The basic rule is: to guarantee physical security, the data center should be ISO 27001 certified. This ensures that the BSI basic protection is adhered to in the data center and that this has been confirmed by an independent ISO 27001 basic protection auditor.
Personnel Security: Security through bodyguards for your data
Security personnel for infrastructures is a must-have for sensitive data. It is the responsibility of cloud providers to check staff extensively before hiring them. There are validated standards for this, e.g. the ISAE 3000.
This can include, for example, the question of whether someone may have previously worked for a customer’s competitor. Furthermore, personnel security also requires the goal of familiarizing as few personnel as possible with specific data and, as already mentioned above, splitting access rights to different persons. One possibility:
- Person A has access to Data at rest (unchangeable, currently unused data, such as a backup).
- Person B has access to data in motion / data in use. (variable, currently used data)
- For a combination of different data (Data in transit), for example to make parts of a backup or an entire backup available again for active use, the consent of both persons is required. This double-checks security and makes it more difficult to import malicious data.

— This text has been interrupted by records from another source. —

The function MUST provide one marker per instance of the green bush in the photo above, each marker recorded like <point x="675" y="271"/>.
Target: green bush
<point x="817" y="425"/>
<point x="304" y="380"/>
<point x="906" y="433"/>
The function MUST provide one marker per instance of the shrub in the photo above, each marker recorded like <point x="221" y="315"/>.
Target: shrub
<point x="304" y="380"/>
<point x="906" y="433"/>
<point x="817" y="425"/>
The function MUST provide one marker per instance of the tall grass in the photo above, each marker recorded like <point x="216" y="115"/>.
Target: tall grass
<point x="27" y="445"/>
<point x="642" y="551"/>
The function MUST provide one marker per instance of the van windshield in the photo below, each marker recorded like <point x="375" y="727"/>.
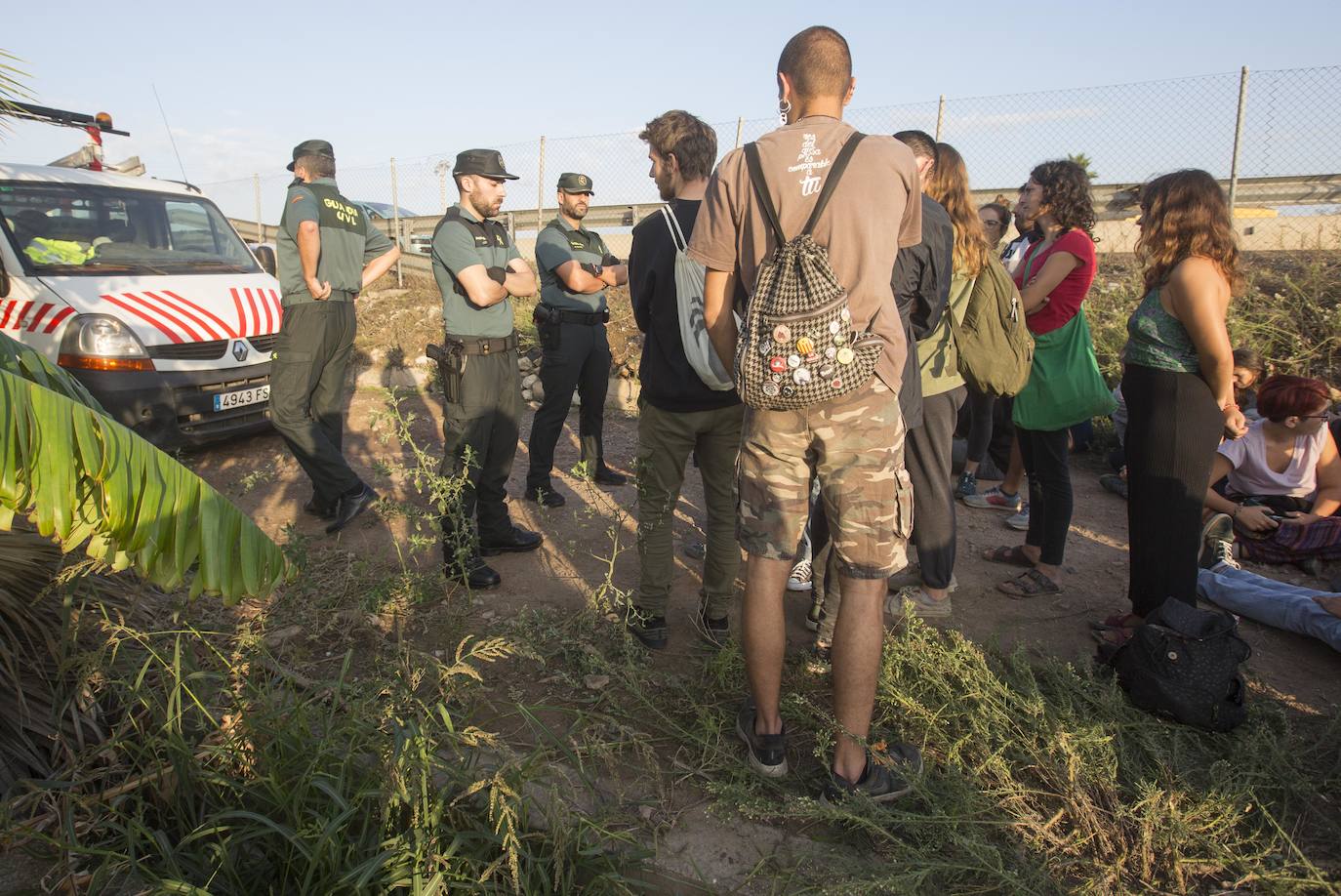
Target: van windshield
<point x="90" y="231"/>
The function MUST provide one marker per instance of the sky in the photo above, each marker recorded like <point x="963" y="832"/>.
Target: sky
<point x="242" y="85"/>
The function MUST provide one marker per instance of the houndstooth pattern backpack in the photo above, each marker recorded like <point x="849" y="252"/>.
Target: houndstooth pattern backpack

Ways to Privacy in the Cloud
In order to make data in the cloud more secure and thus protect the privacy of data owners, there are various approaches to data security. One of them is encryption, i.e. the encryption of data. Encryption also allows data processing for active data without decrypting it. There are different forms of encryption with different advantages.
- Homomorphic encryption: Calculations can be distributed on different servers that do not trust each other. Data processing is possible without the cloud provider or anyone else seeing decrypted data. The data remains encrypted and the result is also sent encrypted. For real-life applications, however, this cost-intensive method is often not practicable.
- Partial homomorphic encryption: This allows a keyword search, but no other search options are provided. Due to this fact, it is only suitable for moderate amounts of data, but is in no way inferior to full homomorphic encryption in terms of security.
Compliance in the Cloud
By commissioning a cloud provider, a company gives up sole control over its data and cross-company rules for data management must be found. In order for everything to comply with the law, the demands of the provider and the customer must go hand in hand. Fixed regulations differ according to industry and data sensitivity, and both sides should be aware of them. If, after a detailed check, it is ensured that all data protection regulations are complied with even when the cloud provider works together, compliance in the cloud can also be implemented without any problems.